Keith Gessen has made a cameo appearance (as himself) in the TV Series “Gossip Girl.” Source: Opale / East News
Keith Gessen, once best known as the younger brother of fearless journalist Masha Gessen, has come into his own. In fact in the United States, he has become a sensation known for his full-lipped pout as well as his literary prowess.
Only a handful of writers reach the level of controversial heartthrob. If the blogosphere is any testament, Gessen is certainly getting there.
Gessen’s parents, who were Ashkenazi Jews, were from what he has called “a particular intellectual, social milieu in Russia.”
They moved from Moscow in 1981 when Keith was six and his sister Masha was 14. In 1991, Masha Gessen moved back to Moscow, where she works as a high-profile journalist, editor and author.
Born in Moscow in 1975 and educated at Harvard University, he is well regarded as one of the founding editors of n+1 magazine.
Daniel Smith, interviewing Gessen for n+1, introduced him as “author, editor, novelist, journalist, hockey-player and man-about-town …” He has even made a cameo appearance (as himself) in the TV Series “Gossip Girl.”
Founded in 2004, n+1 is a literary, cultural and political journal published a couple of times a year. It has attracted more attention than its 7500 print-run would suggest.
It first published Elif Batuman's essays about Russian Literature and features commentary on subjects as diverse as drug wars in Mexico, free speech or gay marriage.
It includes poems, stories and extracts from novels, including the prologue to Gessen’s own foray into fiction.
Gessen’s satirical novel “All the Sad Literary Young Men” (Viking, 2008) is full of semi-autobiographical characters, including a first-person narrator, also called Keith and originally Konstantin, whose college days in the iconic “late Clinton years” resemble the authors’ own.
The title adapts the name of a collection of short stories by F. Scott Fitzgerald.
Gessen’s book follows the interconnected tales of three young men from the late 1990s through to an optimistic conclusion in 2008. Sam, Mark and Keith each have their own obsessions, but they all have problems with women, work and fame.
The book brilliantly charts the fear of failure: “What if it was happening, in New York, not a few blocks from them … What if it wasn’t them?”

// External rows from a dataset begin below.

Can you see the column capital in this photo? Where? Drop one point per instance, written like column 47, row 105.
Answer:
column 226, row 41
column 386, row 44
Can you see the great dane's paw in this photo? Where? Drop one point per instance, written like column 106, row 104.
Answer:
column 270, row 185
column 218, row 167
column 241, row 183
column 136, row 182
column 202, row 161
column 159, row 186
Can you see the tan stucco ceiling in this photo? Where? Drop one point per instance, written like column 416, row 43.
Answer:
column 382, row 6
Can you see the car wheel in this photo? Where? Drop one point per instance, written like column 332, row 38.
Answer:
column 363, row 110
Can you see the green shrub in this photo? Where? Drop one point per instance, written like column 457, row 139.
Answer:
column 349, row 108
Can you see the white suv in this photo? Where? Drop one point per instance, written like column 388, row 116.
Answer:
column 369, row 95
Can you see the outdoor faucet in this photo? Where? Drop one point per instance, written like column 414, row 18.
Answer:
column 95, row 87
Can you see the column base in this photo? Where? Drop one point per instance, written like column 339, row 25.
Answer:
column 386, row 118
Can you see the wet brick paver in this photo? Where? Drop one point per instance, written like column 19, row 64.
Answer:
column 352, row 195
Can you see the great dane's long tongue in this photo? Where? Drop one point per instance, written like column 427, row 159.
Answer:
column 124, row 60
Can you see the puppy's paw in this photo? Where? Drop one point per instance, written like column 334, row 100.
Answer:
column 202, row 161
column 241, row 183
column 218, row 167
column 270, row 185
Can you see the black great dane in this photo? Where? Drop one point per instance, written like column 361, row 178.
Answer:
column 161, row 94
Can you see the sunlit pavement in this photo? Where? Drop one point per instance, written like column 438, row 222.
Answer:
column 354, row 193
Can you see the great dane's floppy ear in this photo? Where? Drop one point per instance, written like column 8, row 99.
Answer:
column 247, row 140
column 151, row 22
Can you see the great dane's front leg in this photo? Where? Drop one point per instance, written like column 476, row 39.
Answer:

Gessen admitted to Dave Itzkoff in The New York Times that he obsessively monitored his novel’s sales on Amazon. In one amusing chapter Sam, who is trying (and failing) to write “the Great Zionist novel,” is horrified to find: “his Google was shrinking.”
A later trip the West Bank takes the prose into more serious territory than the educated New York circles that are its central playgrounds.
The book manages to be both sad and funny about aging and identity. Gessen explores different aspects of being Russian and Jewish with self-conscious cleverness.
How a book is born
Gessen’s best friend and fellow n+1 editor Chad Harbach also published a novel recently, “The Art of Fielding” (Back Bay, 2011). Gessen's e-essay, “How a Book is Born,” is based around Harbach's novel, using it as the central case study in a surprisingly readable exploration of the early 21st century publishing industry.
In “How a Book is Born” (Vanity Fair, 2011), Gessen quotes the letter literary agent Chris Parris-Lamb sent to Harbach when he first read “The Art of Fielding”: “I can only imagine how long a novel this finely crafted must have gestated ...” The editor, Michael Pietsch, presenting the book, said: “This is a novel about perfection, about striving, about youth, about those years when your job is to…figure out who you are, and who you might become.”
It is exactly the kind of grand idea that appeals to Gessen, who pretentiously describes his own experience of rereading Harbach’s novel: “as if time itself had written this book, had worn the grooves of plot and character into it ...” Occasional irritating phrases and faux-naif name-dropping (“We just saw Ice-T get into a red Bentley sports car”) do not detract from a powerful trade tale.
Gessen reveals the human face of the industry: “Publishing houses appear to be giant monoliths. In fact, in the end, they are the sum total of the judgment and taste of their individual editors.” He is ultimately surprised to find that “the publishers, the editors, the marketing and sales people – genuinely loved books.”
As if all this were not enough, Gessen has translated several works from Russian into English. In 2009, Penguin published his version of Ludmilla Petrushevskaya's scary stories, “There Once Lived a Woman Who Tried to Kill Her Neighbor's Baby.”
A critic of art and life
Keith Gessen wrote about the Moscow protests for a 2011 essay in the London Review of Books and elsewhere, but his political focus was New York, where he joined the Occupy Movement.
Police arrested him in November 2011 and he co-edited a newspaper about the movement.
Gessen is also a prolific literary critic. In his introduction to a collection of George Orwell's essays called “All Art is Propaganda,” he picks out contradictions in Orwell's work and writes that he “was more insightful about the distant dangers of Communist thought control…than the more pressing and durable thought control of Western consumerism.”
It is one of many essays that reveal Gessen's genius for seeing the big picture, his bold style as a journalist and his flair for incisive comment.